I wish I could tell you the state mandates for Michigan, as I live there as well and was looking for that information myself a few weeks ago. I couldn't find it anywhere, but I can't take my job anymore either. I have 23-32 patients on the 3-11 shift, depending on if someone calls in sick or not, since my facility will not use agency help--it's all on us overworked, burned out nurses who are employed by them. The icing on the cake was when I found out that they pay the lady who does the schedule a bonus for NOT using agency. How in the heck does that show that this facility gives a rat's behind about their residents who are paying around $6,000/month to live there? I am sick about the whole thing. There have been so many falls on our unit lately, and so many unhappy residents and family members, and guess who they hunt down to complain to? Management? Nope, they find the nurse with the med cart and let it rip. I'm done. I am, God willing, going back to the inpatient hospice that I worked at last year because they now have a full time opening where before I was just contingent and didn't earn enough to be financially comfortable.

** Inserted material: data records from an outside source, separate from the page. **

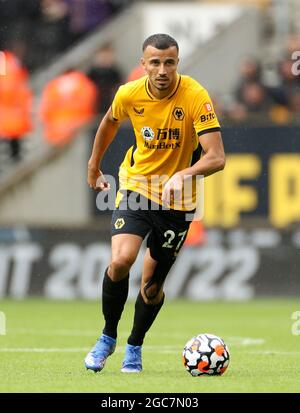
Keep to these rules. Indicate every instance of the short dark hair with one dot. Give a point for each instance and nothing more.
(160, 41)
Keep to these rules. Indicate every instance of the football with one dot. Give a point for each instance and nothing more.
(206, 355)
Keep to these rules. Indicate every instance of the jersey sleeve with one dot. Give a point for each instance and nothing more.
(204, 117)
(118, 106)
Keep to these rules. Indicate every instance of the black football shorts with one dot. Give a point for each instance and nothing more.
(167, 228)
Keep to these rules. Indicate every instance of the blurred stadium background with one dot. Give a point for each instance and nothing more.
(54, 240)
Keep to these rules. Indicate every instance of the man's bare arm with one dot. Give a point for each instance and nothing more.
(212, 160)
(104, 136)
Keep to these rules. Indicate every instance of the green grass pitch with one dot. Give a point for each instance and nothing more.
(46, 342)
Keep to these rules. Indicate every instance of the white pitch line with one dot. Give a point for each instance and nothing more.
(157, 349)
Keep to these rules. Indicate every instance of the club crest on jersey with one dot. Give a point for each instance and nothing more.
(178, 113)
(139, 111)
(147, 133)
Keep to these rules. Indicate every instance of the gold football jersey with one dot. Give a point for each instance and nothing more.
(166, 132)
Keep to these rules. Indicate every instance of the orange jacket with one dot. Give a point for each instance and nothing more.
(136, 73)
(15, 99)
(67, 103)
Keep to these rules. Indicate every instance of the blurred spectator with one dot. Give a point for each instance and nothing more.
(16, 18)
(68, 102)
(136, 73)
(50, 34)
(107, 76)
(250, 71)
(85, 15)
(15, 104)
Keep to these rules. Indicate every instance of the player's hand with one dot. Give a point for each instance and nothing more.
(96, 180)
(173, 189)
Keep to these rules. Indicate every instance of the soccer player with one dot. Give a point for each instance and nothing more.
(174, 123)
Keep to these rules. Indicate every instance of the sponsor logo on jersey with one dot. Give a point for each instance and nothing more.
(209, 116)
(139, 111)
(208, 107)
(147, 133)
(120, 222)
(178, 113)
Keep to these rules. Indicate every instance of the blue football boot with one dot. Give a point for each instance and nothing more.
(132, 362)
(96, 358)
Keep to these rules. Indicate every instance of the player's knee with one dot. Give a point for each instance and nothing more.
(152, 294)
(120, 267)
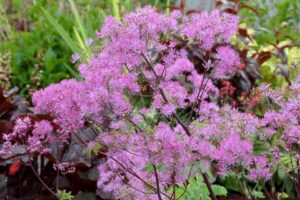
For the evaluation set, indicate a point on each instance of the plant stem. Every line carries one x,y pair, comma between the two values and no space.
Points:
211,192
42,182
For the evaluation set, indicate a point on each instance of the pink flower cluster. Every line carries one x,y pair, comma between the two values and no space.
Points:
31,136
178,123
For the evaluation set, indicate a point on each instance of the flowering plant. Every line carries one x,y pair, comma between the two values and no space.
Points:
150,102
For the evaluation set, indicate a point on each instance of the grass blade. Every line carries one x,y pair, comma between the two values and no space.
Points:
116,10
61,31
78,20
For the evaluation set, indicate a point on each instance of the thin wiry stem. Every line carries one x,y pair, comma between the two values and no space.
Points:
42,182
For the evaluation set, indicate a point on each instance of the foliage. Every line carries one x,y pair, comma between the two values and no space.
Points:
38,56
167,108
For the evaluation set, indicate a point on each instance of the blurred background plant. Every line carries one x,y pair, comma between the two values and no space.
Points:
37,38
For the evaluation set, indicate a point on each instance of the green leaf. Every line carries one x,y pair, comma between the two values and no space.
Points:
61,31
78,20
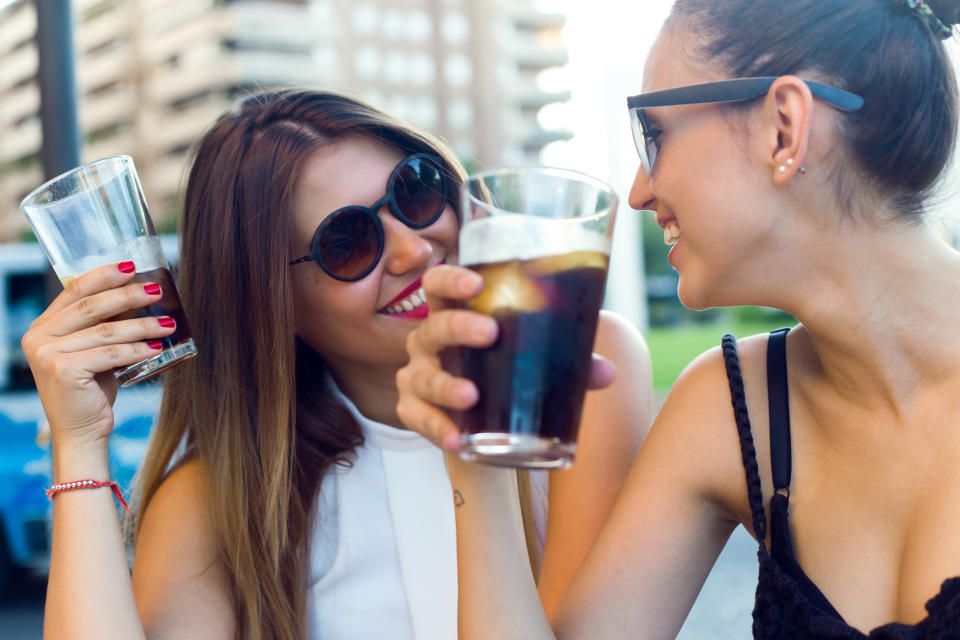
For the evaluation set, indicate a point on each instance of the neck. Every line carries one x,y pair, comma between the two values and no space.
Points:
878,310
373,388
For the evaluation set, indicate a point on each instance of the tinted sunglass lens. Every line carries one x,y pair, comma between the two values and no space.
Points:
349,244
640,141
419,191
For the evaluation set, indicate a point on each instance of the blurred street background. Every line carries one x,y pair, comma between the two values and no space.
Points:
503,81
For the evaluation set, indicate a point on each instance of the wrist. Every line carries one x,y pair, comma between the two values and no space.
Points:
76,461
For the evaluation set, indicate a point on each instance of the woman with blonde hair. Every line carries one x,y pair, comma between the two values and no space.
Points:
279,498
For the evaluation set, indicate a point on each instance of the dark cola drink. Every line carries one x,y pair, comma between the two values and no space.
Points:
177,346
168,305
532,381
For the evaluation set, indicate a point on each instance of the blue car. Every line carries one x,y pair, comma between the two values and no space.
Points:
25,459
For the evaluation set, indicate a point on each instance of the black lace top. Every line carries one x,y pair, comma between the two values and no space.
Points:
788,604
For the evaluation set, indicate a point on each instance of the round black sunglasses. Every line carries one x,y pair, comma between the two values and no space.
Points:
348,244
645,134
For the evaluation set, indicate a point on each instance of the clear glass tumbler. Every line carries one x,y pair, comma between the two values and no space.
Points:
540,237
95,215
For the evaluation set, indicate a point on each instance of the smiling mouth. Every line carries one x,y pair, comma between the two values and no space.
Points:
671,230
414,300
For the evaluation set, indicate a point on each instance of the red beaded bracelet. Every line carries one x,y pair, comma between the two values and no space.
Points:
88,484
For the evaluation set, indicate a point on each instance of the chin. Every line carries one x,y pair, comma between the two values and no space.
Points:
692,298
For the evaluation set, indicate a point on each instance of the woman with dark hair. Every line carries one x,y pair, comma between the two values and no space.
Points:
789,149
278,498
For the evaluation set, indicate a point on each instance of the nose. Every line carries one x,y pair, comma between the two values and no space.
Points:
641,196
404,248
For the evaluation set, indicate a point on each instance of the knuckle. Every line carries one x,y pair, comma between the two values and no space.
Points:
403,411
412,340
86,306
105,330
402,378
73,288
60,368
28,342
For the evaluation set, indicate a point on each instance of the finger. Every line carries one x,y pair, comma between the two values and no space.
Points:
429,421
428,382
83,365
105,305
452,327
108,276
118,332
446,283
602,372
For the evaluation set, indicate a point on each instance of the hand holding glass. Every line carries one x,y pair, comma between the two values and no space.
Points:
540,238
95,215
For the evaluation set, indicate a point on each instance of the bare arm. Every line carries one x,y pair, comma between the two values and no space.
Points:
684,495
72,349
615,421
652,556
181,587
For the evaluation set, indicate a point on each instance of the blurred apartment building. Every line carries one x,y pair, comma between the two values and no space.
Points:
153,75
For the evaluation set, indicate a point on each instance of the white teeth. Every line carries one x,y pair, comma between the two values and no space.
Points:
416,299
671,232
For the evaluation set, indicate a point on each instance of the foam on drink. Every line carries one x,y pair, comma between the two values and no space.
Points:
512,252
511,236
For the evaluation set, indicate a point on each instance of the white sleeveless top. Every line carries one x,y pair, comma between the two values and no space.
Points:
383,555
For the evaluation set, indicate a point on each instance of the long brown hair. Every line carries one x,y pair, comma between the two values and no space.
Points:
251,405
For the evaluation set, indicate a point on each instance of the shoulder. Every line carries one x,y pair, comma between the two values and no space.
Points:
615,333
697,430
626,405
180,502
179,578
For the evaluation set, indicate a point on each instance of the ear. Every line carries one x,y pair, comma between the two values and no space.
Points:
789,105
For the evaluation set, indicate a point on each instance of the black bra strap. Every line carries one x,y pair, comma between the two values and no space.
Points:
747,451
780,454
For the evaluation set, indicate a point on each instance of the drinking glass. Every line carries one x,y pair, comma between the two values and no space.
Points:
540,238
95,215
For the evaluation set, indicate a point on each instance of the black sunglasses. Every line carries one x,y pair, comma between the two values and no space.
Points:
349,242
737,90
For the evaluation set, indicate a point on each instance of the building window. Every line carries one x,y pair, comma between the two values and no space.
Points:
460,114
419,26
457,70
395,68
367,62
365,19
422,69
455,28
394,24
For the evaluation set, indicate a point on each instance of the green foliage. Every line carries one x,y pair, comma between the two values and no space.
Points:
673,348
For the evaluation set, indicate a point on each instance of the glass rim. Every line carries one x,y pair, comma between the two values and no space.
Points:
122,157
559,172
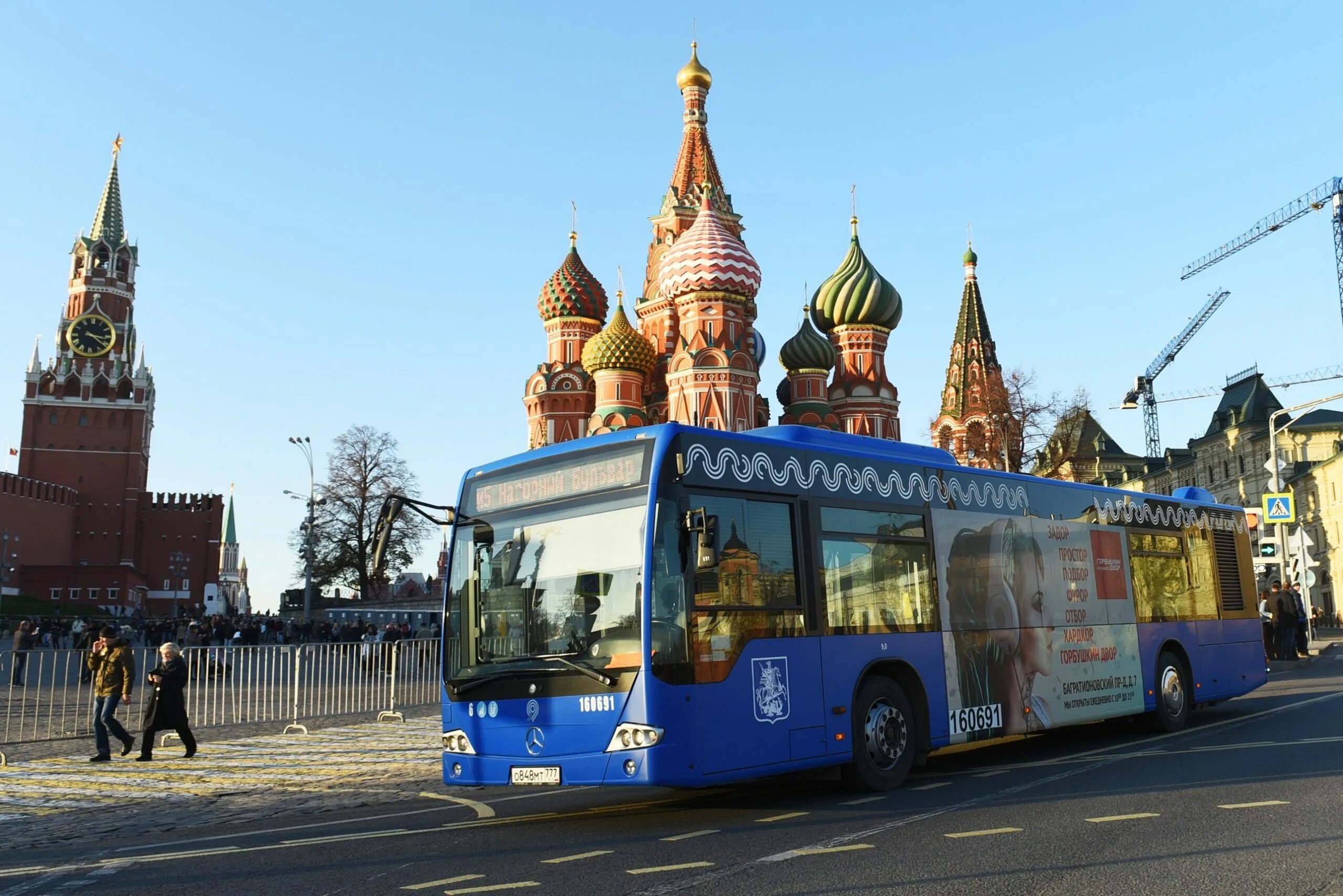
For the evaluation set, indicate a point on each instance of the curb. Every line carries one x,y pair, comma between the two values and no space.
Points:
1288,665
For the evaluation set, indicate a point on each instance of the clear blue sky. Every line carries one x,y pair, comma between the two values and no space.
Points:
346,211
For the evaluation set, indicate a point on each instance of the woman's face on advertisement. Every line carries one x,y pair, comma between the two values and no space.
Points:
1037,643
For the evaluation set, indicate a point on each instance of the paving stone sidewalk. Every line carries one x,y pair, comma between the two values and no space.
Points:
69,801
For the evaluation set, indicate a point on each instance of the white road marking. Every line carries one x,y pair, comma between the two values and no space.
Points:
985,833
694,833
574,859
446,880
661,868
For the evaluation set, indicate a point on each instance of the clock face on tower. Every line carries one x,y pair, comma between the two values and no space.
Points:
92,335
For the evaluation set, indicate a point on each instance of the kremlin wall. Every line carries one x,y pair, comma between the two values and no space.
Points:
692,354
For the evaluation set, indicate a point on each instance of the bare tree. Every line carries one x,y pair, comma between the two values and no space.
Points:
363,469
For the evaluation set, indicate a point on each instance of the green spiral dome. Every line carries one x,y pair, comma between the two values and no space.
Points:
856,295
807,351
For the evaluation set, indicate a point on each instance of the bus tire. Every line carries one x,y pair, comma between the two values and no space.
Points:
884,737
1173,694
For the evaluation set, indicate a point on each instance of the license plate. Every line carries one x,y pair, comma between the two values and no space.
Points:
536,774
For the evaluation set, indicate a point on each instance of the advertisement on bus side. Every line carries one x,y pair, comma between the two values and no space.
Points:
1039,626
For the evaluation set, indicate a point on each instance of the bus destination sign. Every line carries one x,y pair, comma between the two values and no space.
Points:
555,484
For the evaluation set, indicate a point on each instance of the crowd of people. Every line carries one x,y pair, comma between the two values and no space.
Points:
1287,629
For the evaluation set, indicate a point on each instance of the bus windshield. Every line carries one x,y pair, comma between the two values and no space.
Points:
555,582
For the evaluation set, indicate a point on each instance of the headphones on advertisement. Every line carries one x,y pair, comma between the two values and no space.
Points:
1001,614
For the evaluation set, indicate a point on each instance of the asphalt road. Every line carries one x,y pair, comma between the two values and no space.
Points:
1248,799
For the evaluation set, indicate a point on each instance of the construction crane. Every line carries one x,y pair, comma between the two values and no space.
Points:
1329,193
1142,390
1283,382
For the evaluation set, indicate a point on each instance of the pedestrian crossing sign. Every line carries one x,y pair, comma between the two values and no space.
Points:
1279,507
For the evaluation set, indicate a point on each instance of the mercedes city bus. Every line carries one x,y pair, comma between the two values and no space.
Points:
684,606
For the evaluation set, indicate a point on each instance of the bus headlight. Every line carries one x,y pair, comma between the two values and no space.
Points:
457,742
634,737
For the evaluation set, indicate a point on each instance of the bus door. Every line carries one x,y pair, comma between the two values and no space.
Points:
758,674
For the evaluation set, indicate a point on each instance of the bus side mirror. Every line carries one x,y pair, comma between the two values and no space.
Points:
706,528
391,509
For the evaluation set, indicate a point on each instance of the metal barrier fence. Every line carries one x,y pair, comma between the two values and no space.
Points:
47,695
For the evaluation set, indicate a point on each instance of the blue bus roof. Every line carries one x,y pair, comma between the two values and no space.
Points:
817,440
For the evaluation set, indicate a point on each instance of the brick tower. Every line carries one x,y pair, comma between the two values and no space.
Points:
88,414
975,418
857,310
712,280
695,167
559,396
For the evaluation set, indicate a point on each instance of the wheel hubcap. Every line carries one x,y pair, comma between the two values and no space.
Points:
886,734
1173,692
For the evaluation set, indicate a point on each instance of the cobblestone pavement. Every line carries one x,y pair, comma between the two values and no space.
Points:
66,801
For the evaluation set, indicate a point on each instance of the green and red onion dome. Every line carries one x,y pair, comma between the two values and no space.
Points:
856,295
807,350
620,347
708,258
572,291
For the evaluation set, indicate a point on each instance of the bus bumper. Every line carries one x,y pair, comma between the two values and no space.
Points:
583,769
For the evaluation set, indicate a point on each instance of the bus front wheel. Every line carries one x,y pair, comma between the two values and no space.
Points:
884,737
1173,695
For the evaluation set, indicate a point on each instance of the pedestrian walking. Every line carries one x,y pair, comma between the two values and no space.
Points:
1267,622
113,667
1286,622
167,706
1303,622
23,643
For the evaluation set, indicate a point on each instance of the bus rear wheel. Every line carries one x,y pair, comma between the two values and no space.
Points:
1173,695
884,737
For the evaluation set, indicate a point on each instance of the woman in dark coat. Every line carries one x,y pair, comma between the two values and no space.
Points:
167,707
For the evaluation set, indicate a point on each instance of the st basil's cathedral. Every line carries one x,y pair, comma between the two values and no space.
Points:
692,354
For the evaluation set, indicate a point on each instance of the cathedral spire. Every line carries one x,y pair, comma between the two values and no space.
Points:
106,222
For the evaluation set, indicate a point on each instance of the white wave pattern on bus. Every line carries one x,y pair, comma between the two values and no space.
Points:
746,468
1165,516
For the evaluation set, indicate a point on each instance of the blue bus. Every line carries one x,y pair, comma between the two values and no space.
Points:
684,606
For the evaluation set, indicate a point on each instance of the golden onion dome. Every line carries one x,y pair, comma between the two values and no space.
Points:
694,74
620,347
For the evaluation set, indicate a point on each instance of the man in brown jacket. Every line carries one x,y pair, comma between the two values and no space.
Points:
113,667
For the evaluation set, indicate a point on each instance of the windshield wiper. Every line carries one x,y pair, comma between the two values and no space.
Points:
559,657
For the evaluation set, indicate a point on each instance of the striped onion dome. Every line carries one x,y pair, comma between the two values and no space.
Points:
807,350
618,347
708,260
856,295
572,291
758,348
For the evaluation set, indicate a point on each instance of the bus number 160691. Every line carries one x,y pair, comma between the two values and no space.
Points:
975,719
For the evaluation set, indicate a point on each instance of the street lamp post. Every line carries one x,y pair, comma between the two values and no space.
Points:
178,571
7,558
1276,484
305,445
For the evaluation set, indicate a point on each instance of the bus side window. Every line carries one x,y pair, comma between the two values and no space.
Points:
754,590
1161,577
876,573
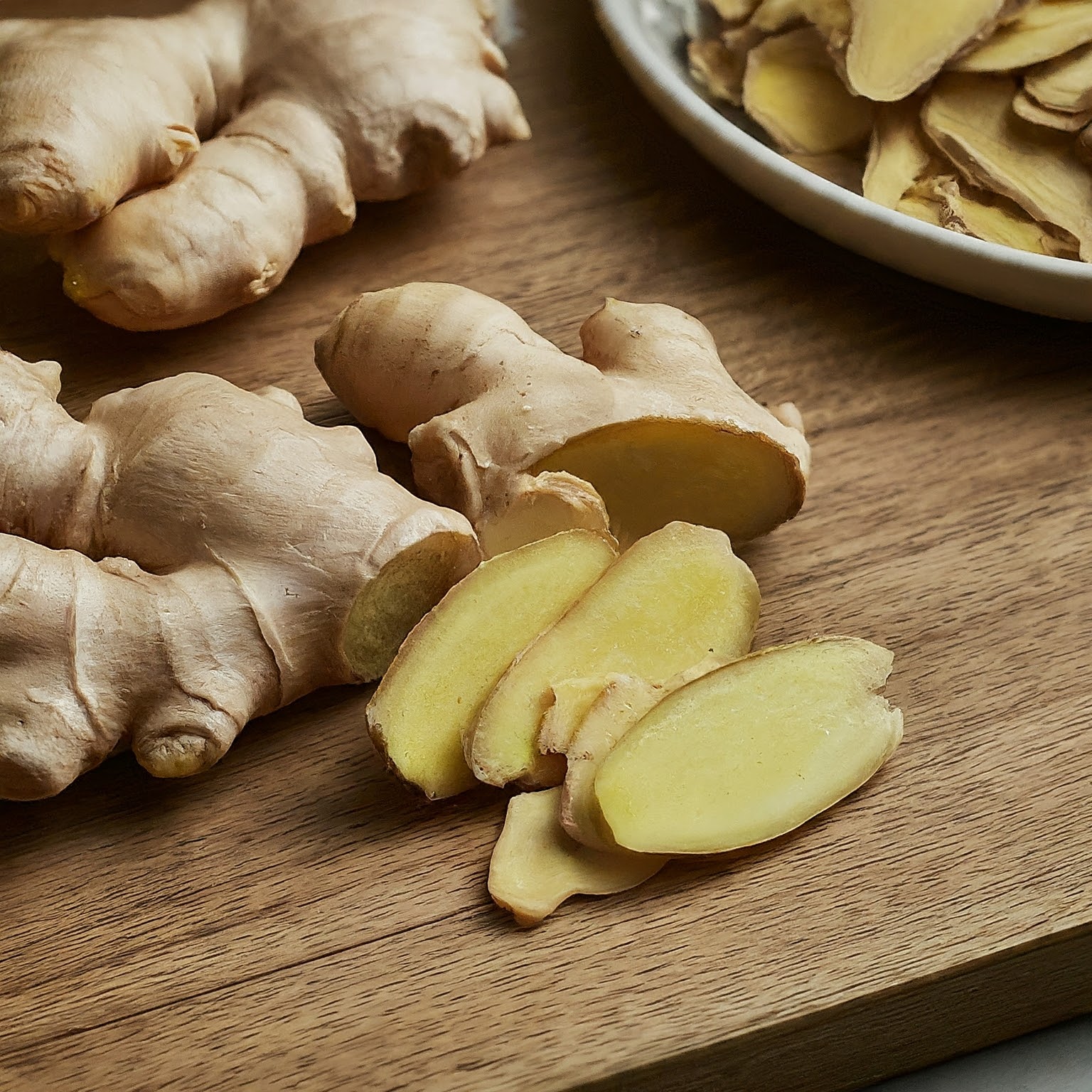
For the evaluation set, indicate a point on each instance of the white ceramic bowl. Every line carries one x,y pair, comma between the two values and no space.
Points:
649,37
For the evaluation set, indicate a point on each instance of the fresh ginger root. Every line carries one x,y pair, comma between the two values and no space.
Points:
245,557
181,162
456,655
675,599
525,440
751,751
536,866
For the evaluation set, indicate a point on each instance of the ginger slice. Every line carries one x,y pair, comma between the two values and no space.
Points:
751,751
899,152
719,63
570,701
970,118
1040,33
672,600
1032,110
536,866
527,440
922,205
896,47
459,651
792,90
831,18
1064,83
619,705
995,218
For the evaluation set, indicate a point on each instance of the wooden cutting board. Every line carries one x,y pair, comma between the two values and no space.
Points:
293,920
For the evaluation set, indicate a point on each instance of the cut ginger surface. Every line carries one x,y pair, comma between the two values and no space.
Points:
751,751
456,655
536,866
674,599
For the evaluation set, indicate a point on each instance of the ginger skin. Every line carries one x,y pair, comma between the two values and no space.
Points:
647,429
245,557
240,132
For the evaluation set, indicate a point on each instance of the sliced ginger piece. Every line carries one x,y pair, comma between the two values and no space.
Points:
1041,32
971,119
792,90
923,205
1032,110
570,699
456,655
896,47
831,18
1064,83
672,600
536,866
717,68
619,705
751,751
995,218
899,153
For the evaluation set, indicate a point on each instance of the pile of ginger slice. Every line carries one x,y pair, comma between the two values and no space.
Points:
600,661
597,661
972,116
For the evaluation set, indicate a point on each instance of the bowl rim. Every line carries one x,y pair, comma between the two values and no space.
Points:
626,30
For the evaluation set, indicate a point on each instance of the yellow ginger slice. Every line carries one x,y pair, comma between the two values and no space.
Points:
971,119
619,705
922,205
672,600
831,18
1032,110
995,218
896,47
456,654
1064,83
717,68
536,866
792,90
1041,32
570,700
751,751
899,153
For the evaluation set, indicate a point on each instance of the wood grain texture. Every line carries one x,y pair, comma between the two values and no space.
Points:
295,920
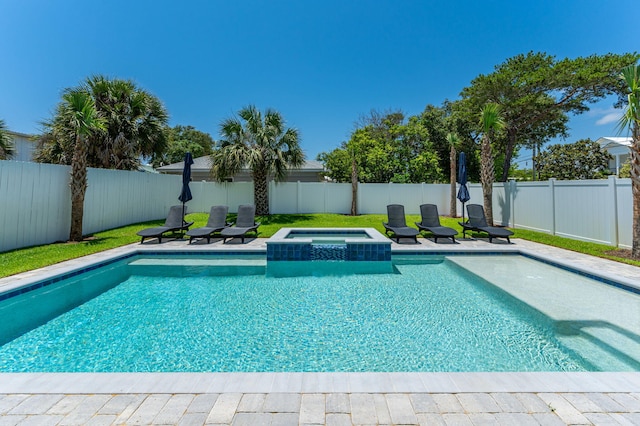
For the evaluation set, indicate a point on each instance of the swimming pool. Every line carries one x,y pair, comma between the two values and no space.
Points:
207,313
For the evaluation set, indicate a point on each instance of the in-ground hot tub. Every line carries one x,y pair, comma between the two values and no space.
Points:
365,244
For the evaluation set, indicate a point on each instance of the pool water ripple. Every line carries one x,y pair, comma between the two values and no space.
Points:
423,318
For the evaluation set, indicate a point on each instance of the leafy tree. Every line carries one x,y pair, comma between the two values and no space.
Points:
491,121
78,112
583,159
386,149
134,123
631,120
262,144
537,92
180,140
6,144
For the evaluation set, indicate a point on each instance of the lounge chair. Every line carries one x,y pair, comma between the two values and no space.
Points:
245,223
398,225
431,223
175,222
478,222
216,223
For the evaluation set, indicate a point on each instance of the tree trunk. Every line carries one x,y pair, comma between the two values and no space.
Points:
508,153
78,188
635,189
452,177
354,187
487,177
261,192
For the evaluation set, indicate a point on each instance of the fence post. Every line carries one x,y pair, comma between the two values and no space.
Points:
613,210
552,192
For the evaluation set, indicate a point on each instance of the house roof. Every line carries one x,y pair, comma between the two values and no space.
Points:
203,164
612,141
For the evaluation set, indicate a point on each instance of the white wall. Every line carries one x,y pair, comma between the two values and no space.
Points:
35,202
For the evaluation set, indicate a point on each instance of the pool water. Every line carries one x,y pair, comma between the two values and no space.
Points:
421,315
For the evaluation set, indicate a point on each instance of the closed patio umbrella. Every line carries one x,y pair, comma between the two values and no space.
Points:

I wish you the best. I hope that you can get out of that crazy place before you get burned out and turned off to nursing. It just isn't fair to work so hard in school and to pass boards just to walk into something like that. God bless!

Specializes in LTC.

You are describing where I work!!!! Exactly! The part that drives me the most crazy is the vital signs equipment..I don't believe any of the vital signs for our residents are correct! Half the time it doesn't even work. Our facility is remodeling right now as in new flooring and paint and such...But I think they need to get some decent equipment, beds, and staffing!

Specializes in Med/Surg, Tele, Dialysis, Hospice.

They can always find money for things like flooring and paint because it's all about appearances. Make the unit look beautiful and modern to draw attention away from the fact that the staffing ratio is inadequate and/or just plain dangerous. Most families will say things like, "This place is so nice and pretty!" and just assume that because it looks good it must be good, and meanwhile they are overlooking the most important aspects of the place, namely safety and quality of care. It's all smoke and mirrors. I have even heard some of the administrative staff at our facility give tours to prospective family members and lie to them about nurse to patient ratios. Disgusting!